I have been fortunate enough (especially coming from the finance world) to maintain very strong relationships with many VCs. Therefore, it may be surprising that Prefect avoided institutional funding for our seed round and A round. I saw no advantage to bringing institutions. We talked earlier about how companies have to make decisions when they have the least information. If this key piece of advice I got was “never take money for someone to give it back to them,” it seems insane to commit to an institutional-structured relationship as early as possible when the company is still figuring out what it is supposed to do. It restricts decisions and does not expand them. As Prefect has grown and matured and our trajectory has become more clear given the product adoption, it made more sense to align ourselves with institutions that have much more specific outcomes in mind for our company. Whereas for our earlier investors, we focus much more on strategic individuals who were less concerned with the nature of how they would get their money back and actually more concerned with whether they could help us and make an impact on our company in order to drive some larger outcomes.
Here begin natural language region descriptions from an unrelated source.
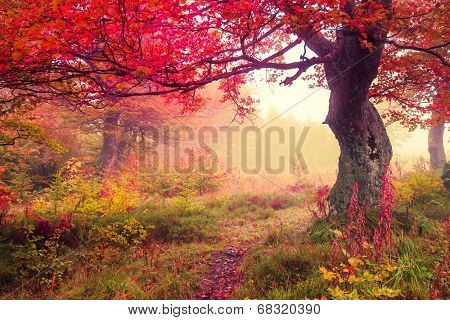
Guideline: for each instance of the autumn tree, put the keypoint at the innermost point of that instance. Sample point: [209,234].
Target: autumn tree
[137,48]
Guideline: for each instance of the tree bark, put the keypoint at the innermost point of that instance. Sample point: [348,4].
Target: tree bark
[108,155]
[436,146]
[359,129]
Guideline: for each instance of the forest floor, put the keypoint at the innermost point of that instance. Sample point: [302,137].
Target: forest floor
[225,246]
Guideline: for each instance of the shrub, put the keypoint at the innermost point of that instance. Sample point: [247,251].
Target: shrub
[125,234]
[419,190]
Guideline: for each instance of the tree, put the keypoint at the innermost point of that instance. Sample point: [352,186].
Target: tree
[436,133]
[136,48]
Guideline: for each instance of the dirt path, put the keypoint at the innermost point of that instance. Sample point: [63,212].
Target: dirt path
[224,275]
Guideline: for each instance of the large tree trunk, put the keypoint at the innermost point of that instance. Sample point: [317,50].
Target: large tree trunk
[436,145]
[365,152]
[359,129]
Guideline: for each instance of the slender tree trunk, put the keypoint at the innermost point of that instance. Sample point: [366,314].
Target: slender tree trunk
[108,155]
[436,145]
[142,149]
[359,129]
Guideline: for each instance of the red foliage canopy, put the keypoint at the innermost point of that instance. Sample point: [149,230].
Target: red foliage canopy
[92,51]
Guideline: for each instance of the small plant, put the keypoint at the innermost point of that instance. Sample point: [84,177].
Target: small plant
[125,234]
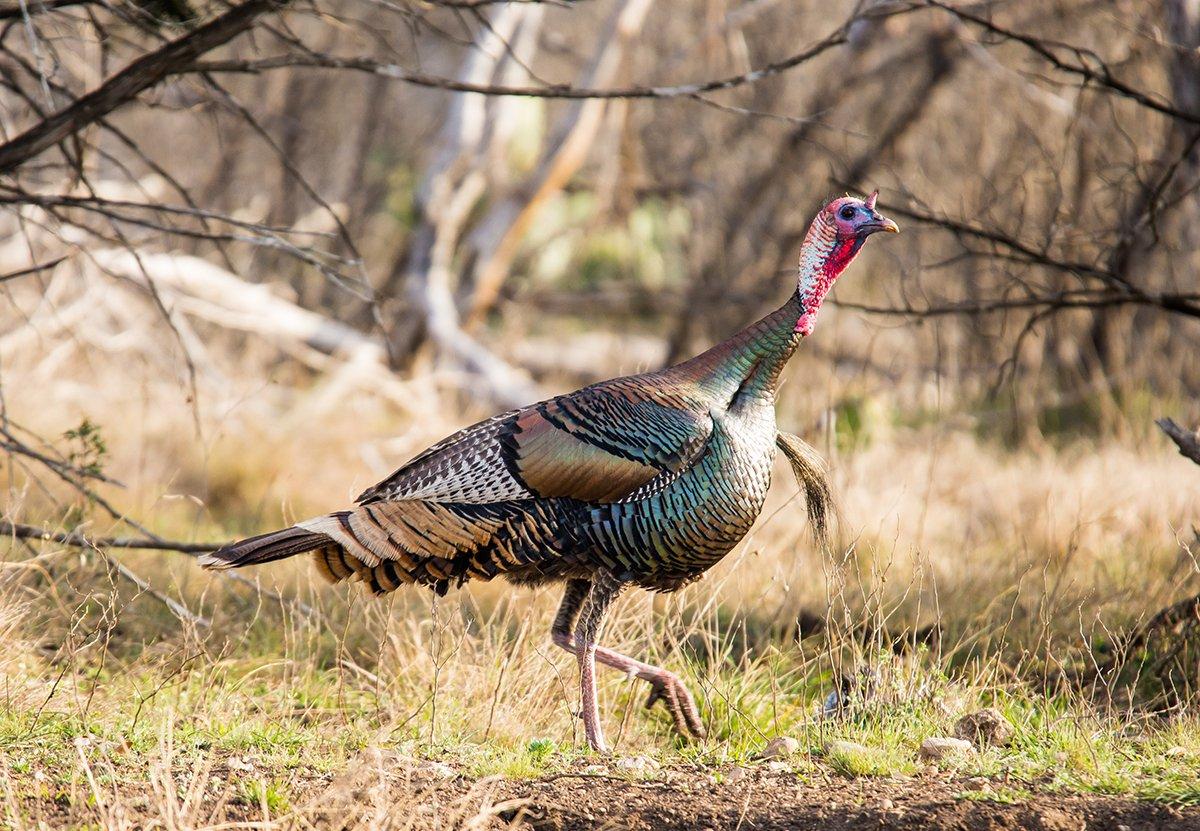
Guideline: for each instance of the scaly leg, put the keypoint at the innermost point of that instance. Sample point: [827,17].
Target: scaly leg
[605,590]
[664,686]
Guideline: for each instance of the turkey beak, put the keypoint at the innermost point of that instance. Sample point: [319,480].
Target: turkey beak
[881,222]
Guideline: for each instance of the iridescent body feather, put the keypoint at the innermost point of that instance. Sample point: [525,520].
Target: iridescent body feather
[648,480]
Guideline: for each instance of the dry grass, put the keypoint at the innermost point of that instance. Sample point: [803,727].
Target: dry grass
[117,713]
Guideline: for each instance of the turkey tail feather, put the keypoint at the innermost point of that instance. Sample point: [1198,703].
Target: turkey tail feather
[265,548]
[813,476]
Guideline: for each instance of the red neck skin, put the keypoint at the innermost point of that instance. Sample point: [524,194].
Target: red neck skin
[823,257]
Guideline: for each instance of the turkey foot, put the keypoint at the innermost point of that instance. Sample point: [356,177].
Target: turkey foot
[667,687]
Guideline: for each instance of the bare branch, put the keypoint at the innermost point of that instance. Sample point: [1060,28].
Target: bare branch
[313,60]
[1188,441]
[1101,77]
[130,82]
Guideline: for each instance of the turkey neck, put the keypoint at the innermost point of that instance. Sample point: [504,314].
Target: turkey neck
[745,368]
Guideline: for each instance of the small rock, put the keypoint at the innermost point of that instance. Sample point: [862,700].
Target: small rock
[839,747]
[779,747]
[942,747]
[239,764]
[735,775]
[984,728]
[636,764]
[441,770]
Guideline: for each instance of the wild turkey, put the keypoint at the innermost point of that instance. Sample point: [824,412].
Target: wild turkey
[645,480]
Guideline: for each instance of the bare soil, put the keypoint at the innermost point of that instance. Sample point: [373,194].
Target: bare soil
[379,790]
[759,797]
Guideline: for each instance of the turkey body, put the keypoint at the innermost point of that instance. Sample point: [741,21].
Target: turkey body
[648,480]
[651,477]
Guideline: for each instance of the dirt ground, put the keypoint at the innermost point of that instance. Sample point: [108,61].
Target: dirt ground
[384,791]
[756,797]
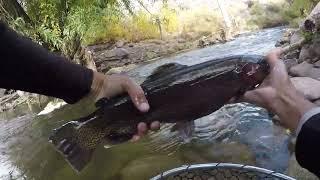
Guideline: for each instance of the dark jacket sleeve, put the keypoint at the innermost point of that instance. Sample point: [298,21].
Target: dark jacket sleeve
[26,66]
[308,145]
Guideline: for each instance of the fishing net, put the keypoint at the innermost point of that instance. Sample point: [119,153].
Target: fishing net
[220,171]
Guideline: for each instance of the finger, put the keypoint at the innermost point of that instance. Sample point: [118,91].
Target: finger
[155,125]
[136,94]
[259,96]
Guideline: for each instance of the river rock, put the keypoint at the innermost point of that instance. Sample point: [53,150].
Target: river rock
[122,69]
[305,54]
[121,53]
[120,43]
[296,171]
[149,166]
[309,87]
[317,102]
[2,92]
[290,63]
[311,52]
[284,40]
[296,37]
[312,22]
[305,69]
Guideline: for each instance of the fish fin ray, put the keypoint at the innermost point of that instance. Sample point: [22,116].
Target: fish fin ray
[164,70]
[184,129]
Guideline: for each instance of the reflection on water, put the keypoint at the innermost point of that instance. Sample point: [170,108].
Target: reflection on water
[237,134]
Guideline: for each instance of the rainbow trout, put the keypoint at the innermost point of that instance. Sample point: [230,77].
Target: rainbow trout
[176,93]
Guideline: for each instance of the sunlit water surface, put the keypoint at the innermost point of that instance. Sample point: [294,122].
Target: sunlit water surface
[238,133]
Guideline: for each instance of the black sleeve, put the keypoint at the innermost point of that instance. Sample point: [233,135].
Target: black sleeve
[308,145]
[26,66]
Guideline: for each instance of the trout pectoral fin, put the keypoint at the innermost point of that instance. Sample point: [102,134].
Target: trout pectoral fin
[64,141]
[77,157]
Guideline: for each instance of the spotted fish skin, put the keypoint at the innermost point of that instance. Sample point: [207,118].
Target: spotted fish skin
[176,93]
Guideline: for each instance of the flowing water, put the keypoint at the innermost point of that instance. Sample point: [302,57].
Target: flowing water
[239,133]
Choose your investors carefully. Just about everyone is nice when you meet them, especially when there is a one-sided or mutual interest in doing business together. When things go poorly, that is when this matters. Talking from my risk management perspective, you can have the nicest person in the world on your cap table, and when you run into trouble, will they be there for you? All companies who have gone through the pandemic know the answer to that question. They know if their investors were there when they needed them. I can say that my investors were there beyond any real expectation I had for what they would do. In particular, Patrick O’Shaughnessy is one of my closest friends and our lead investor, also sitting on Prefect’s board with me. He was there to support us in a way that many people would not have been. Our company will not forget that because that is when these relationships matter most. So know your investors and how they are going to be there when you need them.